The objective of the present investigation is to study the elastic non-linear behaviour of spatial structures, using the finite element method. The use of the finite element method for such analyses, results in the formulation of a large set of non-linear algebraic equations, the solution of which can be computationally very expensive. It is this concern with the computational cost of solving these equations that prompts the development in this thesis of a more efficient Newton-type iterative solution strategy based on extrapolation ideas.
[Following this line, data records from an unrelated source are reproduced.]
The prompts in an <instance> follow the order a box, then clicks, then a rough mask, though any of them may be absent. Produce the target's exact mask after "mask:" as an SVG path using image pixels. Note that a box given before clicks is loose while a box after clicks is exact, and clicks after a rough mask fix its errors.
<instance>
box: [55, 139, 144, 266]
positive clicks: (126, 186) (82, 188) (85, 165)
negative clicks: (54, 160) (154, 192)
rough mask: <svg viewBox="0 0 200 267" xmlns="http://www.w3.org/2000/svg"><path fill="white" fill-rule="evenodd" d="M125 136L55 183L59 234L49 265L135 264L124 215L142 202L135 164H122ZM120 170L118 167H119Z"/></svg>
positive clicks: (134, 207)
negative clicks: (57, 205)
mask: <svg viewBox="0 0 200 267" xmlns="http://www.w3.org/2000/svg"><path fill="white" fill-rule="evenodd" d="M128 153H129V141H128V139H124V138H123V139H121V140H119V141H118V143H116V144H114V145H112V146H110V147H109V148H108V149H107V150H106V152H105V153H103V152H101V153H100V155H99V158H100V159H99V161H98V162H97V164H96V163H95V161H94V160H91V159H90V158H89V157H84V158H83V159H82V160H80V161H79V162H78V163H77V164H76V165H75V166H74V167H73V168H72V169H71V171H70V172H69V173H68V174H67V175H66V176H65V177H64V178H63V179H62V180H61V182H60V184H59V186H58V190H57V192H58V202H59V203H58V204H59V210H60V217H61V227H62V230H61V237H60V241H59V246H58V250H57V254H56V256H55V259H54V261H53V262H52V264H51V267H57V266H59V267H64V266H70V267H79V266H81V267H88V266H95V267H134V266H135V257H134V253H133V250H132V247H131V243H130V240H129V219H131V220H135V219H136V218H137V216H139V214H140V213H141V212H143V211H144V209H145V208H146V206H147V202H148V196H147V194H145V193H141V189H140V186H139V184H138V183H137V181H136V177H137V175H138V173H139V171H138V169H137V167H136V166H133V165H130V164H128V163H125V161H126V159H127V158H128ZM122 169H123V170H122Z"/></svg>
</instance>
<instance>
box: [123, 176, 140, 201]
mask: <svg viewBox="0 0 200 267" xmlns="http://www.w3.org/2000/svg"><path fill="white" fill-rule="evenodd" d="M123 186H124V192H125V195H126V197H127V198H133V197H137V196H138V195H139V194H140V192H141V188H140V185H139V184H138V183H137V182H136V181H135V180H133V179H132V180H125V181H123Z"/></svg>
In addition to the computational cost, problems exist in developing a sufficiently reliable and robust solution technique capable of traversing critical points, and continuing the computations into the post-buckled region. A comprehensive review of available solution techniques indicates the present superiority of the constrained arc length methods. The feasibility of this method for analysing the post-buckled equilibrium paths of spatial frames exhibiting a diverse range of instability behaviour is demonstrated.
A faceted shell element, free from the deficiencies of incompatible translational displacements, singularity with co-planar elements, inability to model intersections and low order membrane strain representation; associated with existing flat shell elements, is presented. This shell element utilises the linear strain triangle for membrane representation and a plate element developed in this study to approximate the bending action. Extension of this faceted element to large displacement, moderate rotation and large displacement, finite rotation analysis; using a total Lagrangian and corotational description of motion respectively, is elaborated on. Application of this element to both the linear and non-linear elastic analysis of several plate and shell structures, indicates that its convergence characteristics are good.